According to the latest provisional figures, some 2064 people have applied for asylum in Romania in 2011. 33 of them were unaccompanied minors or separated children. In 2011, 73 men, women and children have been recognized as a refugee and 129 people granted complementary form of protection. The three most frequent countries of origin were Algeria, Tunisia, Morocco, Pakistan and Afghanistan.

Projects and activities

UNHCR in Romania carries out border monitoring at the country borders, jointly with non-governmental organizations in order to ensure that asylum-seekers have access to territory and fair and efficient asylum procedures. It also organizes cross-border meetings involving Moldovan and Ukrainian institutions dealing with asylum and migration. The monitoring project provides regular trainings to border guards and border police and includes the placement of information leaflets in dispensers at border crossings, providing asylum-seekers with information on their rights and legal advice in various languages. 

As part of the UNHCR’s Europe-wide Quality Initiative, UNHCR Romania carried out an Asylum Quality Assurance and Evaluation Mechanism as well as a Further Developing Asylum Quality project aiming at improving the quality of the asylum procedures and introducing an internal quality assurance system. As a result of the projects, several aspects of the refugee status determination procedures have become more fair and efficient and an evaluation method has been developed to assess the quality of the asylum interviews and decisions.
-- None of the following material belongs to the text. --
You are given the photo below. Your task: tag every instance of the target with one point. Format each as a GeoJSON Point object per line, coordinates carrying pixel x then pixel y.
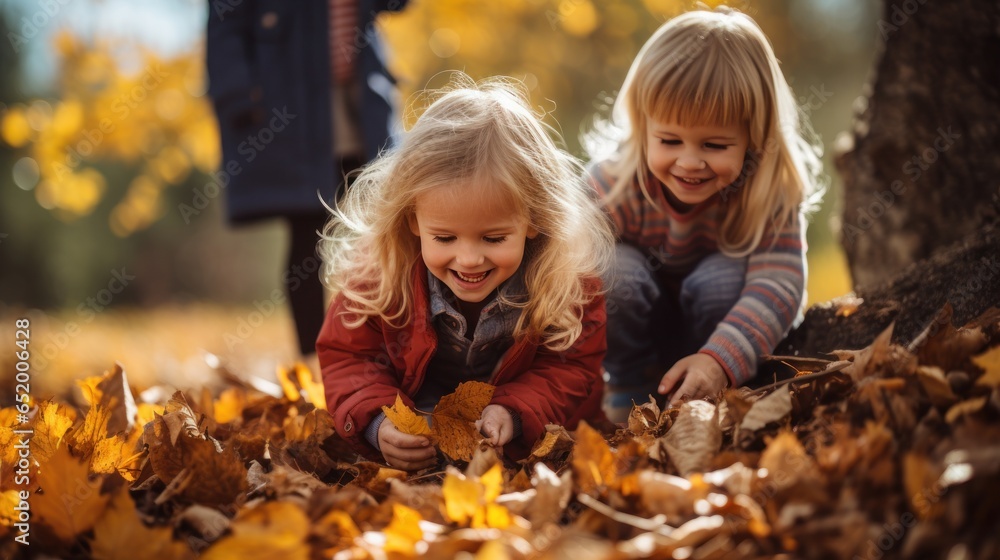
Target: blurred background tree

UNHCR also organized trainings for decision-makers and a conference for asylum judges on the impact of the judicial system reform on the fairness of the asylum procedure. 

Since 2007 UNHCR Romania has been visiting reception and accommodation centres for asylum seekers and refugees as well as private homes to monitor the situation and map the specific needs and concerns of asylum-seekers and refugees on a regular basis. These participatory assessments are part of UNHCR’s global Age, Gender and Diversity strategy. As a result of the visits many shortcomings, e.g. in the provision of health care, have surfaced and some improvements have been made. Information material has been developed on general and legal themes that are of interest to refugees and asylum-seekers. UNHCR also trained interpreters through an NGO partner for the status determination procedures. 

UNHCR in Romania regularly comments on existing and new legislation and recommends amendments in order to support the authorities in bringing legal provisions concerning refugees and asylum applicants in line with international standards. 

In 2008, Romania made its first step towards becoming a resettlement country, having promised to resettle 120 refugees between 2008 and 2010. Resettlement is the durable solution UNHCR arranges for those recognized refugees that can neither return to their home country in safety and dignity nor can stay in the country of first refuge. In Romania, the UN Refugee Agency UNHCR started to advise the government on legislative gaps and recommended amendments to the existing laws for better integration prospects of refugees, including those resettled. UNHCR organizes awareness raising and training events related to integration for governmental actors and through NGO partners, it provides assistance to other integration-related activities. 

Since 2008 an Emergency Transit Centre (ETC) operates in Timisoara, in the South-West of the country. It was Europe’s first evacuation facility of that kind, providing temporary shelter for refugees on their way to a resettlement country. It hosts those displaced people who cannot wait in the place of first refuge, e.g. for security concerns, until the resettlement procedure by their future new home country is completed. 

At the ETC in Timisoara they spend their waiting time with language courses and they receive cultural orientation on their resettlement country to prepare their smooth integration. UNHCR coordinates their resettlement between all the actors and authorities involved. It organizes and partially finances the accommodation and other activities at the ETC which are carried out together with the Romanian authorities, nongovernmental partners and the International Organization for Migration (IOM).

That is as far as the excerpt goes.